Ein nicht zu unterschäzender Aspekt.Benchen und Übertakten ist dann schwieriger! Mir war die Lautheit wichtiger als die Temps.Klar brennen soll hier nix^^.
Was ich jetzt schon zu 100% sagen kann:
MEINE Karte ist Leiser.
MEINE Karte ist im Schnitt 5°C Kühler.
Und ICH bin zufrieden.
Nachher zock noch ne runde FarCry dann gibbet neue Temps


----------



## Axonia (27. Februar 2013)

*AW: ASUS HD7950 DCUII V2 das flüstern beibringen?*

Ja das mit dem Benchen ist wirklich ein kleiner Nachteil, aber macht ja nichts  
Stellt man den Rechenknecht auf den Balkon  
5 Grad ist aber schon enorm in anbetracht der Tatsache, dass die Karte wirklich hörbar leiser wurde. 
Die Karte ist quasi ja leise, nur brummst sie irgendwann dann leicht mit den Asus Lüftern


----------



## Horilein (27. Februar 2013)

*AW: ASUS HD7950 DCUII V2 das flüstern beibringen?*



Axonia schrieb:


> Ja das mit dem Benchen ist wirklich ein kleiner Nachteil, aber macht ja nichts
> Stellt man den Rechenknecht auf den Balkon
> 5 Grad ist aber schon enorm in anbetracht der Tatsache, dass die Karte wirklich hörbar leiser wurde.
> Die Karte ist quasi ja leise, nur brummst sie irgendwann dann leicht mit den Asus Lüftern



Stimmt,und genau das hat genervt.


----------



## s-c-a-r-e-c-r-o-w (27. Februar 2013)

*AW: ASUS HD7950 DCUII V2 das flüstern beibringen?*

Hab mal die WLP von Asus durch die MX-2 ersetzt... und war geschockt 
Ich hatte sowohl im Idle, als auch unter Last fast 10K mehr  dann hab ich mir gedacht "Das kann doch nicht sein!", hab die Karte ausgebaut, nochmal den Kühler abmontiert, etwas mehr WLP drauf und nochmal getestet: Es hat mir eine um 1K niedrigere Temperatur im FurMark gebracht  im Idle ist es immerhin ein bisschen mehr


----------



## Axonia (27. Februar 2013)

*AW: ASUS HD7950 DCUII V2 das flüstern beibringen?*

Das habe ich mir beinahe gedacht. 
Bevor ich das Flüssigmetall auftrug, habe ich es mit der MX 4 getestet und bin auf so ziemlich das gleiche Ergebnis gekommen 
Also kann man Asus nicht der Vorwurf machen, dass sie die aller günstigste Plämpe auf ihre Gpus schmieren


----------



## Voodoo5_5500 (27. Februar 2013)

*AW: ASUS HD7950 DCUII V2 das flüstern beibringen?*

Fazit: Don´t touch the Asus only for the thermal compound.
Danke euch für die interessante Info.


----------



## Horilein (27. Februar 2013)

*AW: ASUS HD7950 DCUII V2 das flüstern beibringen?*

*Der Asus DCUII 7950 Fred*
Das mir der WLP hätt ich auch nicht gedacht.


----------



## s-c-a-r-e-c-r-o-w (27. Februar 2013)

Ich war auch recht überrascht.
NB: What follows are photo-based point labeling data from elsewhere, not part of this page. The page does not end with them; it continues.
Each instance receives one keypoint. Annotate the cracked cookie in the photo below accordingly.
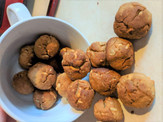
(62, 83)
(46, 47)
(96, 53)
(55, 62)
(76, 64)
(80, 94)
(26, 57)
(136, 90)
(132, 21)
(104, 81)
(42, 76)
(22, 84)
(64, 50)
(119, 53)
(108, 110)
(44, 99)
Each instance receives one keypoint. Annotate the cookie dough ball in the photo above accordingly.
(42, 76)
(136, 90)
(76, 64)
(46, 47)
(64, 50)
(132, 21)
(26, 56)
(56, 63)
(22, 84)
(119, 53)
(80, 94)
(108, 110)
(96, 53)
(62, 83)
(104, 81)
(44, 99)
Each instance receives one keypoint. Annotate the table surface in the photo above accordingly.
(94, 18)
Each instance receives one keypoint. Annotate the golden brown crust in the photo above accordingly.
(42, 76)
(119, 53)
(76, 64)
(80, 95)
(44, 99)
(62, 83)
(46, 47)
(96, 53)
(136, 90)
(104, 81)
(22, 84)
(64, 50)
(108, 110)
(132, 21)
(26, 56)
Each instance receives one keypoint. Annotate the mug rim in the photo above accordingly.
(3, 105)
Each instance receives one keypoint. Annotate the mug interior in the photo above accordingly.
(21, 107)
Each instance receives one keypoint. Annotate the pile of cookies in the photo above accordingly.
(53, 70)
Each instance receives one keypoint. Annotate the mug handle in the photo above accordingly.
(17, 12)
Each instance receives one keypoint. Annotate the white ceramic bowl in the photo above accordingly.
(21, 107)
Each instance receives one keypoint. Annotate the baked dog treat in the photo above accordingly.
(119, 53)
(55, 62)
(44, 99)
(64, 50)
(80, 94)
(132, 21)
(108, 110)
(104, 81)
(26, 56)
(42, 76)
(76, 64)
(136, 90)
(62, 83)
(96, 53)
(22, 84)
(46, 47)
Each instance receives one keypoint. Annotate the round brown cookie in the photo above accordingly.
(44, 99)
(108, 110)
(64, 50)
(76, 64)
(136, 90)
(22, 84)
(26, 56)
(132, 21)
(97, 54)
(46, 47)
(55, 62)
(62, 83)
(119, 53)
(80, 94)
(104, 81)
(42, 76)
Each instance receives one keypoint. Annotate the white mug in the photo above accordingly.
(25, 29)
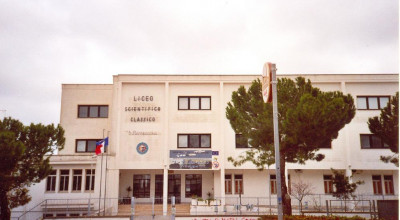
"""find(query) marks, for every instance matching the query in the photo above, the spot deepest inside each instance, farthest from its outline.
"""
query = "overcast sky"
(46, 43)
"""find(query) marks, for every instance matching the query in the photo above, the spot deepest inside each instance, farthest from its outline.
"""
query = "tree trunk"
(5, 213)
(286, 201)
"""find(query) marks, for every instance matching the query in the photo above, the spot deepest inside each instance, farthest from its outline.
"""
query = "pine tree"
(24, 159)
(386, 127)
(308, 120)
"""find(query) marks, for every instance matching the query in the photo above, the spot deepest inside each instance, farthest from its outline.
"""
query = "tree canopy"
(23, 159)
(309, 119)
(344, 189)
(386, 127)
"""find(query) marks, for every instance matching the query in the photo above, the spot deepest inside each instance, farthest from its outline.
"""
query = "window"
(272, 181)
(372, 102)
(238, 184)
(194, 140)
(194, 103)
(64, 180)
(92, 111)
(51, 181)
(377, 184)
(141, 186)
(241, 142)
(77, 180)
(328, 184)
(388, 181)
(369, 141)
(192, 185)
(89, 181)
(86, 145)
(228, 184)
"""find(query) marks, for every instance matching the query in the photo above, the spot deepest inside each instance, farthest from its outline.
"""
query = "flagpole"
(105, 179)
(101, 175)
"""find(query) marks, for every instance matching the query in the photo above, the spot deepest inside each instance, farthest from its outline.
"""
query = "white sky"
(46, 43)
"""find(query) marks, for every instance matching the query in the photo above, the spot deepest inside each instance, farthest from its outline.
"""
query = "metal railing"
(231, 205)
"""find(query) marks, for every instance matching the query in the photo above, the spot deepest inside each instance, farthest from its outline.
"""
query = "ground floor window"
(272, 183)
(89, 180)
(228, 184)
(193, 185)
(141, 186)
(51, 181)
(388, 180)
(238, 184)
(64, 180)
(77, 180)
(328, 184)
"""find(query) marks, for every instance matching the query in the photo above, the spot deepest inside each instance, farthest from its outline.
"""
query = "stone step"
(146, 209)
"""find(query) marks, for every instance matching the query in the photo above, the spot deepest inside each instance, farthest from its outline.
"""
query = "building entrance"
(174, 188)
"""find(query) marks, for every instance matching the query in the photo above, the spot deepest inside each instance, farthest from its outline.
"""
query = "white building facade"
(169, 136)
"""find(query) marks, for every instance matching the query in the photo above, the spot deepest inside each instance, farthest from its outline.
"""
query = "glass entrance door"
(174, 188)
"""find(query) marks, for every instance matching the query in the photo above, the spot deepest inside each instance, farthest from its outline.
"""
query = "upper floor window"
(194, 103)
(328, 184)
(241, 142)
(372, 102)
(194, 140)
(86, 145)
(90, 179)
(92, 111)
(377, 184)
(369, 141)
(238, 184)
(228, 184)
(388, 182)
(64, 180)
(51, 181)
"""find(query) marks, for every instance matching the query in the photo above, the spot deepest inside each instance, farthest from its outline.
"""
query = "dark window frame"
(388, 184)
(195, 180)
(139, 179)
(370, 136)
(86, 145)
(228, 184)
(77, 180)
(272, 182)
(238, 184)
(89, 174)
(367, 102)
(88, 111)
(51, 181)
(377, 184)
(238, 145)
(64, 180)
(188, 100)
(188, 140)
(328, 184)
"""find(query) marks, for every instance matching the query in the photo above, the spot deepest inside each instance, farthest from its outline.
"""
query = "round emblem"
(142, 148)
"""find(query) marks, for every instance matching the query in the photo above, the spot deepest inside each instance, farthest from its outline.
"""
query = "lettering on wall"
(143, 106)
(142, 133)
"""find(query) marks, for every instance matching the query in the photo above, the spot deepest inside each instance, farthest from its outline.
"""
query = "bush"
(305, 217)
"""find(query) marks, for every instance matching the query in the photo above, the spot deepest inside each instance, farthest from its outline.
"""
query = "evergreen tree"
(24, 159)
(386, 127)
(308, 119)
(343, 188)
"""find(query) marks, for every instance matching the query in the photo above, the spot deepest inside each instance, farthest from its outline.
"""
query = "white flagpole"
(105, 178)
(101, 175)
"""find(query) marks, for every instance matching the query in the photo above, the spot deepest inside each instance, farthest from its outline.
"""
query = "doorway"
(174, 188)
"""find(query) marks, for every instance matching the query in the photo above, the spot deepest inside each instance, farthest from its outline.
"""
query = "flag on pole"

Aber ich finde es super, dass Asus da keine 0815-Pampe reinschmiert


----------



## Evgasüchtiger (27. Februar 2013)

Und warum wird meine dann auf einmal so heiß


----------



## s-c-a-r-e-c-r-o-w (27. Februar 2013)

*AW: ASUS HD7950 DCUII V2 das flüstern beibringen?*



Evgasüchtiger schrieb:


> Und warum wird meine dann auf einmal so heiß


 
Wolltest du sie nicht einschicken?


----------



## Evgasüchtiger (28. Februar 2013)

s-c-a-r-e-c-r-o-w schrieb:


> Wolltest du sie nicht einschicken?



Jo aber kann mich nicht trennen  läuft ja noch stable nur mit hohe temps  werde ich wohl nächste Woche wegschicken


----------



## Evgasüchtiger (1. März 2013)

Wo bleiben weitere Tests ?!


----------



## Horilein (1. März 2013)

*AW: ASUS HD7950 DCUII V2 das flüstern beibringen?*

Jup,hab ich gemacht! Gebaut,WLP aufm i5 erneuert und Lüfter solange hin-und hergeschraubt bisses so ist wie es jetzt ist.Prima!
Weil ich hatte doch heute URLAUB!!!! Keine Kids keine Frau und ZEIIIIIIITTTTTT!!!!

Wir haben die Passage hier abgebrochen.